Now a senior in the Department of Horticulture, Patton said she wasn’t sure exactly what she would find when she came to College Station. A long-time New Yorker, she knew living in a small town would be a big adjustment. And the last time she went to college was in the late 2000s, working for an investment banking firm by day and studying economics at Columbia at night. Most of all, she was worried that her age might make it hard to fit in among her fellow undergrads.

“I was concerned that I would not be well accepted,” Patton said. “But they have just been lovely, really wonderful. They treat me like any other student.”

Whether you’re a transfer student, a nontraditional student, a student veteran, or all three like Patton, she said the most important thing a new Aggie can do is use the resources that A&M provides for those groups.

“Get their advice on what activities to get involved with and how to integrate most successfully,” she said.

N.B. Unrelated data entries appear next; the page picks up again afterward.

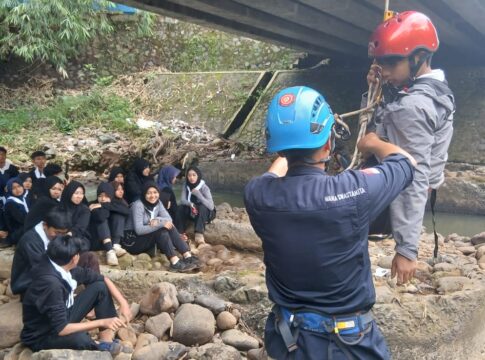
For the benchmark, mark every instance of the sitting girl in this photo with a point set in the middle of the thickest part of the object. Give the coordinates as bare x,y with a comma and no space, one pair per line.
195,204
149,224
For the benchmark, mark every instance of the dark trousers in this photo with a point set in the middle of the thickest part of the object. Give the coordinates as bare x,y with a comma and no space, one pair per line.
315,346
97,296
184,215
168,241
112,228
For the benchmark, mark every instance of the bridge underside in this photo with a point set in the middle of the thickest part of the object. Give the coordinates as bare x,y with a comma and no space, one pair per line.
337,29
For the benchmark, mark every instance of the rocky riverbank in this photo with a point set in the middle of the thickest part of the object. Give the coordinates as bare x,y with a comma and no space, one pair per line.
219,312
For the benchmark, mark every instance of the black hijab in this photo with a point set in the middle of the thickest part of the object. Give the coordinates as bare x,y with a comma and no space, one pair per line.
47,184
146,186
106,188
139,165
115,172
67,195
199,177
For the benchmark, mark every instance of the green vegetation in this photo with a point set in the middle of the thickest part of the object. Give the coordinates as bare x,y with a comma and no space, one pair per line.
66,114
55,30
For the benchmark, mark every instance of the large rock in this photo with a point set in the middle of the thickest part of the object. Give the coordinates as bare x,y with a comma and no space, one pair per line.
214,352
212,303
478,238
64,354
239,340
158,325
161,298
145,340
225,321
239,235
160,351
10,324
193,325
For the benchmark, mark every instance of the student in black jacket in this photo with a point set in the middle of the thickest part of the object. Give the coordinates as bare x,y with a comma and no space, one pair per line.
135,179
107,224
74,202
7,171
49,198
16,210
33,245
39,160
52,316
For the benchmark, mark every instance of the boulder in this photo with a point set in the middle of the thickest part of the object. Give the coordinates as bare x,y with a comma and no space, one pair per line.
478,239
160,351
193,325
239,340
127,334
214,352
161,298
212,303
185,297
158,325
65,354
145,340
232,234
10,324
225,321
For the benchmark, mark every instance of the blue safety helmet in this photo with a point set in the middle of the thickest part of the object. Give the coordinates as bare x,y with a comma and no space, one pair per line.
298,118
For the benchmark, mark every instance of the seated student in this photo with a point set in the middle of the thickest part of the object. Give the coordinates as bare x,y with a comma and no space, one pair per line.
52,316
74,201
135,179
33,245
195,204
39,160
167,177
48,199
7,171
27,184
117,174
102,229
149,224
16,210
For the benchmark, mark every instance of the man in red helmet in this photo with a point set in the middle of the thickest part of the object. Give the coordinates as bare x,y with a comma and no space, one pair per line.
416,114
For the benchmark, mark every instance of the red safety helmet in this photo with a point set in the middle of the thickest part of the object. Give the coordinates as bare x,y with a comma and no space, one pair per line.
403,34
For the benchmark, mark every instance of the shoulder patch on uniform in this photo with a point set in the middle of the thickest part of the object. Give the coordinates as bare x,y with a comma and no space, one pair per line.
370,171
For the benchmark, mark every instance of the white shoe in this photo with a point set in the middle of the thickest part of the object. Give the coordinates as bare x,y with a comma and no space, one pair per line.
111,258
199,239
119,250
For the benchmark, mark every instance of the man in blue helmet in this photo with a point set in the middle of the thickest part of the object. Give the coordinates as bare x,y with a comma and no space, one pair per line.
314,231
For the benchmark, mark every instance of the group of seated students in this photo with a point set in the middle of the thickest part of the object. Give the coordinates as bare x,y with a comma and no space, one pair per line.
53,228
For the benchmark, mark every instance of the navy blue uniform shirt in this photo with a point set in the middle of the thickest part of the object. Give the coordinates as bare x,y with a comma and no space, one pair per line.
314,230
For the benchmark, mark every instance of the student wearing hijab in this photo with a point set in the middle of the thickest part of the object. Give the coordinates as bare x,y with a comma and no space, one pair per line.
49,198
135,179
167,177
7,171
150,224
16,210
195,204
27,184
39,160
102,231
74,202
117,174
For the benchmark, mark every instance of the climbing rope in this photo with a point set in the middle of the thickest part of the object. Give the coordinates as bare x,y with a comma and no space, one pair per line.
365,116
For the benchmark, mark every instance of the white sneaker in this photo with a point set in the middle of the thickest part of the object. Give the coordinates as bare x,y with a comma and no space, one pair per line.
199,239
111,258
119,250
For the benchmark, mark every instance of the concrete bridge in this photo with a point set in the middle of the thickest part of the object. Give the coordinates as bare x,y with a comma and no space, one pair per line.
338,29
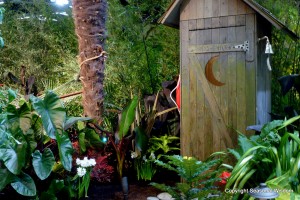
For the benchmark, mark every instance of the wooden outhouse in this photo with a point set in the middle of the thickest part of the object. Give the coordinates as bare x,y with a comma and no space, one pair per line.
225,81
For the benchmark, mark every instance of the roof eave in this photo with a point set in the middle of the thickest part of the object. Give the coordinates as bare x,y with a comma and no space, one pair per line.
271,18
171,16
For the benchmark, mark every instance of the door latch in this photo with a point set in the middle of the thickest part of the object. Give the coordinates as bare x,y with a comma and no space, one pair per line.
244,46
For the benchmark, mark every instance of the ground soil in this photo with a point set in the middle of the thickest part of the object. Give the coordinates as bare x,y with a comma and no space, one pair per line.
138,192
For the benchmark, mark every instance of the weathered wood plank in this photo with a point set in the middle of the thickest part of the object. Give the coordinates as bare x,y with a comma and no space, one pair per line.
251,71
193,132
231,81
241,7
208,118
231,20
214,48
184,11
263,97
207,23
232,7
224,21
215,8
224,7
208,8
193,12
200,104
241,84
214,107
215,22
185,107
193,24
224,90
200,24
217,90
240,20
200,9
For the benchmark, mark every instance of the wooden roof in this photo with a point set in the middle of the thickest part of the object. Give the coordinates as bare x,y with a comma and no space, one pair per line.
171,16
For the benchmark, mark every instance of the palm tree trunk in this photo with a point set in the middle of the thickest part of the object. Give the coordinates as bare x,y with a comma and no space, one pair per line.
90,17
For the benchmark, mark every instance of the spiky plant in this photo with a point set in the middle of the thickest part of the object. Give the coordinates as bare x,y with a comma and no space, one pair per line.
198,177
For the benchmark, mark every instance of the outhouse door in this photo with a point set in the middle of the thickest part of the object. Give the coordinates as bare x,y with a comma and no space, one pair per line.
221,49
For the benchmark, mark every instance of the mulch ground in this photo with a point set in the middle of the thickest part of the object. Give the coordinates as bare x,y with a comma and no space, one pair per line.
138,192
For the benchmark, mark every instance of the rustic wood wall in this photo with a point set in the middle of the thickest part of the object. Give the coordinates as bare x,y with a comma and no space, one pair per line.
210,114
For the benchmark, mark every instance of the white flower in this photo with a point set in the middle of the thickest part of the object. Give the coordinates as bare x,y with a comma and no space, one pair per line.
78,161
92,162
81,171
134,154
145,158
152,156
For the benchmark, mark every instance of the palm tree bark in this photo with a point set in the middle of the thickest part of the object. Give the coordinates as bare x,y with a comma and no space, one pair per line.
90,17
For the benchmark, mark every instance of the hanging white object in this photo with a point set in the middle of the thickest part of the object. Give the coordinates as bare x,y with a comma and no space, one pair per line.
268,51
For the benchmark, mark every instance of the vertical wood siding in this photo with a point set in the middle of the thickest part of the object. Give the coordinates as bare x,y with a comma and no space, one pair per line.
204,129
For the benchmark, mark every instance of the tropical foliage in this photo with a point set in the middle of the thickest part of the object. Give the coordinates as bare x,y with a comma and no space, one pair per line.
286,57
272,157
198,177
33,137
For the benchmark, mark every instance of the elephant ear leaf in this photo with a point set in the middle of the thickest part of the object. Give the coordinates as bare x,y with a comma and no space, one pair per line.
24,185
6,178
52,112
65,150
141,140
127,117
21,116
14,159
43,163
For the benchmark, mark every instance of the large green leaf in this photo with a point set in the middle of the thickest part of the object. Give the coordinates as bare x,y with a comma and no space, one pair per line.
82,142
43,163
24,185
127,117
12,95
72,120
141,140
92,139
65,150
21,116
52,112
6,177
14,159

Within her department, Patton says she’s found community, opportunities to get involved and a real passion for the field of horticulture. Having spent so much of her life in dense urban areas, she’s keenly aware of the aesthetic, environmental and emotional value that plants can bring to those kinds of spaces. That’s something she hopes to continue exploring during her future endeavors.

“Horticulture can be very powerful,” Patton said. “One of the reasons I wanted to come back to school is that I didn’t want to just make money anymore. I wanted to do something that felt more inspired, and coming to school here has opened my eyes to opportunities I might have for the next chapter of my life.”